Fehlt es nur an einer dieser Voraussetzungen, liegt kein Verwaltungsakt i.S. der AO vor. Eine hoheitliche Maßnahme ist eine Willensäußerung eines Amtsträgers, eine verbindliche Entscheidung mit nach außen gerichteter Rechtswirkung zu treffen. Maßnahme i.d.S. ist jede Anordnung (Gebot oder Verbot), sonstige Rechtsgestaltung, Feststellung, Entscheidung sowie deren Versagung. Eine hoheitliche Maßnahme kann im Gegensatz zu einem Vertrag auch gegen den Willen des Betroffenen eintreten.

Beispiel:

Die Aufrechnungserklärung des Finanzamts mit Ansprüchen aus dem Steuerschuldverhältnis ist die rechtsgeschäftliche Ausübung eines Gestaltungsrechts und für sich allein kein Verwaltungsakt. Zwar liegt insoweit eine Maßnahme auf dem Gebiet des öff entlichen Rechts vor. Der anordnende – hoheitliche – Charakter einer Verwaltungsmaßnahme fehlt aber, es mangelt insoweit an einer hoheitlichen Maßnahme, da das Finanzamt zur Geltendmachung der A ufrechnung mit Ansprüchen aus dem Steuerschuldverhältnis keine hoheitlichen Befugnisse benötigt. Sie könnten ihm keine weitergehende Rechtsposition verschaff en, als sie jedem Gläubiger, der zugleich Schuldner ist, nach den Vorschriften der §§ 387 ff . BGB zustehen.
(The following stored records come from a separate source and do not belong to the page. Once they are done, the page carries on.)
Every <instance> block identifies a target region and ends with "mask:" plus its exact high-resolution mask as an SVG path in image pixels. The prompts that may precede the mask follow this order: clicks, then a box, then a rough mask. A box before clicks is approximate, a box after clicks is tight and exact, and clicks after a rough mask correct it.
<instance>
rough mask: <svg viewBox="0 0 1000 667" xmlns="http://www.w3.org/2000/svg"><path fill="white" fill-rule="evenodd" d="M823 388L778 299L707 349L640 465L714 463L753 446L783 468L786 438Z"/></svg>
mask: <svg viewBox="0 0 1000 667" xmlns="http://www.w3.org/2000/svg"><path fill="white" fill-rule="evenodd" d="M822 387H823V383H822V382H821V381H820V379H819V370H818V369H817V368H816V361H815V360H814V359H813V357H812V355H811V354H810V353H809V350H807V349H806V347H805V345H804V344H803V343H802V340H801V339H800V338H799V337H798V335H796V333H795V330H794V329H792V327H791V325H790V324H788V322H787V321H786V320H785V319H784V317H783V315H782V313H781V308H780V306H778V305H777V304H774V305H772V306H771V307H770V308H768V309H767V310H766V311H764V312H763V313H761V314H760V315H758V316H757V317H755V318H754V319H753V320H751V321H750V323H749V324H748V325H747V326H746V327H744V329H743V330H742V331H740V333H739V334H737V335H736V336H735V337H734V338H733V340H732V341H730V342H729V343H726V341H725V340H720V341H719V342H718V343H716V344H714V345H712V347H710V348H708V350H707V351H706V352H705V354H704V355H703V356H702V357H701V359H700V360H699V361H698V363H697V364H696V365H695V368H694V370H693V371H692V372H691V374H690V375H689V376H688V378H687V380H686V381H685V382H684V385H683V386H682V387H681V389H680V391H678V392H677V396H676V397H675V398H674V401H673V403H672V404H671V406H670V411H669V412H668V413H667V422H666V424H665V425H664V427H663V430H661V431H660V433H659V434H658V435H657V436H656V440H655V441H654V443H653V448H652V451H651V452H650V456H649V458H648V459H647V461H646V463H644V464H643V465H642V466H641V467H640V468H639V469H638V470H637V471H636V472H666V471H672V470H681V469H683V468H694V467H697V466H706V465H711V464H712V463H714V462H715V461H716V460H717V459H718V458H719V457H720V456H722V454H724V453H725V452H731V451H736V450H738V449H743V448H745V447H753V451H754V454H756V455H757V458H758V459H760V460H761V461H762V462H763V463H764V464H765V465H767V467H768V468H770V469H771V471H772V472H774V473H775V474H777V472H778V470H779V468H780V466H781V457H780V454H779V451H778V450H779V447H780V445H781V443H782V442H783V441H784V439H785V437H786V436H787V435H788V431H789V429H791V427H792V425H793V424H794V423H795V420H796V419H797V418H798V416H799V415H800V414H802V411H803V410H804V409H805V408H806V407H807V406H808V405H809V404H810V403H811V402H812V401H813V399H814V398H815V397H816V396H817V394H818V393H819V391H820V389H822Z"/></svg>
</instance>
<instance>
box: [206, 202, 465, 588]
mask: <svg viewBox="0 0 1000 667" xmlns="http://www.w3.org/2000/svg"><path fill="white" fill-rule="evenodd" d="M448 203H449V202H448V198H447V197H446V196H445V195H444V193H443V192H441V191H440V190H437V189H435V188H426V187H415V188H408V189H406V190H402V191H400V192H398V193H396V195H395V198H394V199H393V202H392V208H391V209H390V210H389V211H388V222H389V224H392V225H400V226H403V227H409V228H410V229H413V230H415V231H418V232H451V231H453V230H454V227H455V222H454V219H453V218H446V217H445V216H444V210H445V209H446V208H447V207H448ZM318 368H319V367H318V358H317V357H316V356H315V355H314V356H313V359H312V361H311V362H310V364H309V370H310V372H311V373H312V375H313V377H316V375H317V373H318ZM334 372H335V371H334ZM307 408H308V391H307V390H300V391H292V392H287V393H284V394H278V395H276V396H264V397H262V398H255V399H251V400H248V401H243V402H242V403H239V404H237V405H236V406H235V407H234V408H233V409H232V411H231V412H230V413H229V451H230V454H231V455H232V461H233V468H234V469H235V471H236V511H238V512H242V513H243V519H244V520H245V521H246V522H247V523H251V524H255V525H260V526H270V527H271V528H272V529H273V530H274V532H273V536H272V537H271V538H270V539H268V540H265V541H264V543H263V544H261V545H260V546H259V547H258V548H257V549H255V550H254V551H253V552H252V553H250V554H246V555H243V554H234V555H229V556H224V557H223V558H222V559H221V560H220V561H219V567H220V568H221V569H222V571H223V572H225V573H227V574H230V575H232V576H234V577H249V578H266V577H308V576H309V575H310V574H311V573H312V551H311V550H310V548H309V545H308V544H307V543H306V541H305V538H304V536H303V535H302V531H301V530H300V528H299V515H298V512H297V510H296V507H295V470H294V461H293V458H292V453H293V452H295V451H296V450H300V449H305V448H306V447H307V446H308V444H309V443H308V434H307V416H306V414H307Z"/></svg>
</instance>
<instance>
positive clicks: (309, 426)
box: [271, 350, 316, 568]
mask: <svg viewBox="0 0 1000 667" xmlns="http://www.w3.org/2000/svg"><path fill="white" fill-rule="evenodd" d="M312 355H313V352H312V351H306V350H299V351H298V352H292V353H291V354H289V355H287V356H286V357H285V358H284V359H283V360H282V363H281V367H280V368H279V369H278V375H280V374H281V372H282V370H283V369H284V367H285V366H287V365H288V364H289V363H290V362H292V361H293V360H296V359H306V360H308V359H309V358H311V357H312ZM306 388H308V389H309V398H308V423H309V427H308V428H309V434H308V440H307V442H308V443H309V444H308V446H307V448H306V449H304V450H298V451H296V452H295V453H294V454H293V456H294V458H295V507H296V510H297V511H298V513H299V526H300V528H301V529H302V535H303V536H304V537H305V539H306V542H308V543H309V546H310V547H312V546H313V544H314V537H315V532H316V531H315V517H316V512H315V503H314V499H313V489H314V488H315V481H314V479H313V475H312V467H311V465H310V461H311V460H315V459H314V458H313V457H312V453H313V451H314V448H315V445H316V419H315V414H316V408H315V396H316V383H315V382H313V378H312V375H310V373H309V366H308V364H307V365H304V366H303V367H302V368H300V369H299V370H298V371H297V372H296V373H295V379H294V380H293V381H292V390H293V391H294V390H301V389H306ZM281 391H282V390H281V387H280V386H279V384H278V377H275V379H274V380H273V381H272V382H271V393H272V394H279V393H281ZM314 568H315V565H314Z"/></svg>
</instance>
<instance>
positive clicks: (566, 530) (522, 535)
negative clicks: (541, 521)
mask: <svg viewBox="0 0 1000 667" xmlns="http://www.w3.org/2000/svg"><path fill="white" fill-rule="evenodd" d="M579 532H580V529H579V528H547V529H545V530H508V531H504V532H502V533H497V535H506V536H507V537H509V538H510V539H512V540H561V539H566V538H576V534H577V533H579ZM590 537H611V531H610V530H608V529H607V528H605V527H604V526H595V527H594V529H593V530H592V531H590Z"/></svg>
Die Maßnahme muss von einer Behörde getroffen sein. Eine Behörde ist jede Stelle, die Aufgaben der öffentlichen Verwaltung wahrnimmt (§ 6 Abs. 1 AO). Im Bereich der Steuern ist dies meist das Finanzamt. Aber auch andere Behörden, wie z.B. oberste Finanzbehörden (Ministerien) oder Familienkassen, kommen in Betracht. Es kommt nicht darauf an, ob der für die Behörde handelnde Amtsträger sein verwaltungsinternes Zeichnungsrecht überschritten hat. Voraussetzung ist lediglich, dass die Maßnahme von einem Amtsträger getroffen wird, der befugt ist, für die Behörde zu handeln. Andernfalls liegt kein Verwaltungsakt, sondern ein sog. „Nichtakt" oder „Scheinverwaltungsakt" vor.
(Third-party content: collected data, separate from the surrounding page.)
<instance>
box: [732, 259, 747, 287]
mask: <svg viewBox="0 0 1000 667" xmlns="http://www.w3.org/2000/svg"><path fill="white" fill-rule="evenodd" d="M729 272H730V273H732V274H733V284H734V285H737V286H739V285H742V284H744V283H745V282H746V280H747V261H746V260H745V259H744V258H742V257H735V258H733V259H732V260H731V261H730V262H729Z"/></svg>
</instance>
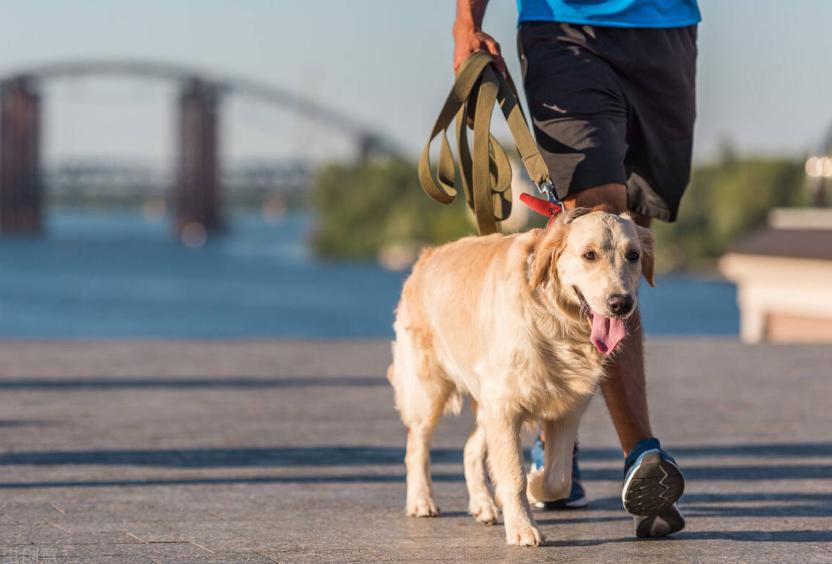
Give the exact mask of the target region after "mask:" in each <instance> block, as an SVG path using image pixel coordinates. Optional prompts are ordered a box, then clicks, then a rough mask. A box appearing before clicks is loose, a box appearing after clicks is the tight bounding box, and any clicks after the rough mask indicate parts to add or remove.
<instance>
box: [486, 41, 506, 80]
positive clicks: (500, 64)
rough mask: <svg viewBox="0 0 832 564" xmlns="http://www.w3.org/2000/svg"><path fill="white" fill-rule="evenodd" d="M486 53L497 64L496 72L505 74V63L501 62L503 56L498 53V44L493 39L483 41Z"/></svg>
mask: <svg viewBox="0 0 832 564" xmlns="http://www.w3.org/2000/svg"><path fill="white" fill-rule="evenodd" d="M484 43H485V47H486V49H487V50H488V52H489V53H490V54H491V56H492V57H494V62H495V63H496V64H497V70H499V71H500V72H501V73H503V74H506V62H505V61H504V60H503V54H502V53H501V52H500V44H499V43H497V42H496V41H494V40H493V39H490V38H489V39H486V40H485V41H484Z"/></svg>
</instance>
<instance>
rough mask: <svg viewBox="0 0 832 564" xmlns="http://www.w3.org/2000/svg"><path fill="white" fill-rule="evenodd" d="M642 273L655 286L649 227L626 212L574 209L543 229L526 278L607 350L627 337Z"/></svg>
mask: <svg viewBox="0 0 832 564" xmlns="http://www.w3.org/2000/svg"><path fill="white" fill-rule="evenodd" d="M642 275H644V277H645V278H646V279H647V281H648V282H649V283H650V285H651V286H653V285H655V284H654V281H653V236H652V235H651V233H650V230H649V229H645V228H643V227H639V226H638V225H636V224H635V222H633V220H632V219H631V218H630V217H629V216H628V215H627V214H623V215H615V214H611V213H606V212H593V211H591V210H588V209H586V208H578V209H575V210H572V211H570V212H568V213H565V214H564V215H563V216H562V217H560V218H559V219H558V220H557V221H555V222H554V223H553V224H552V226H551V227H549V228H548V229H547V230H546V231H545V232H544V234H543V236H542V240H541V241H540V242H539V244H538V245H537V247H536V248H535V250H534V256H533V259H532V263H531V269H530V275H529V283H530V285H531V287H532V288H533V289H537V290H538V291H541V292H543V293H544V295H545V296H547V299H549V300H551V301H552V302H553V303H554V304H556V305H557V306H559V309H560V310H561V311H563V312H564V313H565V314H566V315H569V316H571V317H572V318H573V319H577V320H584V322H588V323H589V324H590V327H591V331H590V339H591V340H592V343H593V344H594V345H595V347H596V348H597V349H598V350H599V351H600V352H601V353H603V354H610V353H611V352H612V351H613V350H615V347H616V346H617V345H618V343H619V342H621V340H622V339H623V338H624V337H626V336H627V326H626V323H625V322H626V320H627V318H629V317H630V316H631V315H632V314H633V312H634V311H635V310H636V307H637V305H638V285H639V279H640V277H641V276H642ZM587 320H588V321H587Z"/></svg>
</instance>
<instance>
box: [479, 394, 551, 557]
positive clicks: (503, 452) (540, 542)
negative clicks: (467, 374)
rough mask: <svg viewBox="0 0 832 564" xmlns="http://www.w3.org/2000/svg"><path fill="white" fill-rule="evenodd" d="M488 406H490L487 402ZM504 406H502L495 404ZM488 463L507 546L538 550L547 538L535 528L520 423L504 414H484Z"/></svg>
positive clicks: (497, 411)
mask: <svg viewBox="0 0 832 564" xmlns="http://www.w3.org/2000/svg"><path fill="white" fill-rule="evenodd" d="M484 403H487V402H484ZM495 404H497V405H499V406H500V407H502V405H500V402H495ZM481 413H482V415H481V417H483V418H484V421H483V422H484V423H485V437H486V443H487V445H488V463H489V465H490V467H491V473H492V476H493V478H494V481H495V487H496V490H497V498H498V499H499V500H500V502H501V503H502V506H503V518H504V520H505V527H506V542H507V543H508V544H513V545H519V546H538V545H539V544H540V543H541V542H543V535H541V534H540V530H539V529H538V528H537V526H536V525H535V524H534V520H533V519H532V515H531V508H530V507H529V502H528V500H527V499H526V495H525V494H526V473H525V471H524V469H523V452H522V450H521V448H520V420H519V418H517V417H511V416H510V415H508V414H506V413H505V411H504V410H502V409H500V408H499V407H498V408H497V409H490V410H486V409H483V410H482V412H481Z"/></svg>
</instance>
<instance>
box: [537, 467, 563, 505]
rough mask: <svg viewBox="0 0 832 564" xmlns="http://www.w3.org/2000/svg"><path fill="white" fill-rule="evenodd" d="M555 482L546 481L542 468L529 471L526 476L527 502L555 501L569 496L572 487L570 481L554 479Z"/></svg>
mask: <svg viewBox="0 0 832 564" xmlns="http://www.w3.org/2000/svg"><path fill="white" fill-rule="evenodd" d="M555 482H556V483H555V484H552V483H551V480H550V482H547V481H546V475H545V474H544V472H543V470H538V471H537V472H530V473H529V475H528V476H527V477H526V483H527V484H528V486H527V487H526V497H527V498H528V499H529V503H531V504H535V503H537V502H539V501H555V500H558V499H565V498H567V497H569V491H570V490H571V489H572V482H571V481H569V480H563V479H561V480H555Z"/></svg>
Ein Verwaltungsakt zur Regelung eines Einzelfalls auf dem Gebiet des öffentlichen Rechts (zu der das Steuerrecht zählt) muss für einen bestimmten Betroffenen oder mehrere bestimmte Betroffene eine konkrete Rechtsfolge vorsehen. Die Maßnahme muss verbindlich sein und ggf. erzwungen werden können. Wer vom Verwaltungsakt betroffen ist, muss eindeutig feststehen. Allgemeine Verfügungen, z.B. Richtlinien, sind daher keine Verwaltungsakte, sondern Anweisungen für die Finanzbehörden.

Ein Verwaltungsakt kann jedoch auch dann vorliegen, wenn er keinen Einzelfall regelt, sondern sich an einen nach allgemeinen Merkmalen bestimmten oder bestimmbaren Personenkreis richtet oder die öffentlich-rechtliche Eigenschaft einer Sache oder ihre Benutzung durch die Allgemeinheit betrifft. Es handelt sich dann um eine Allgemeinverfügung (§ 118 S. 2 AO).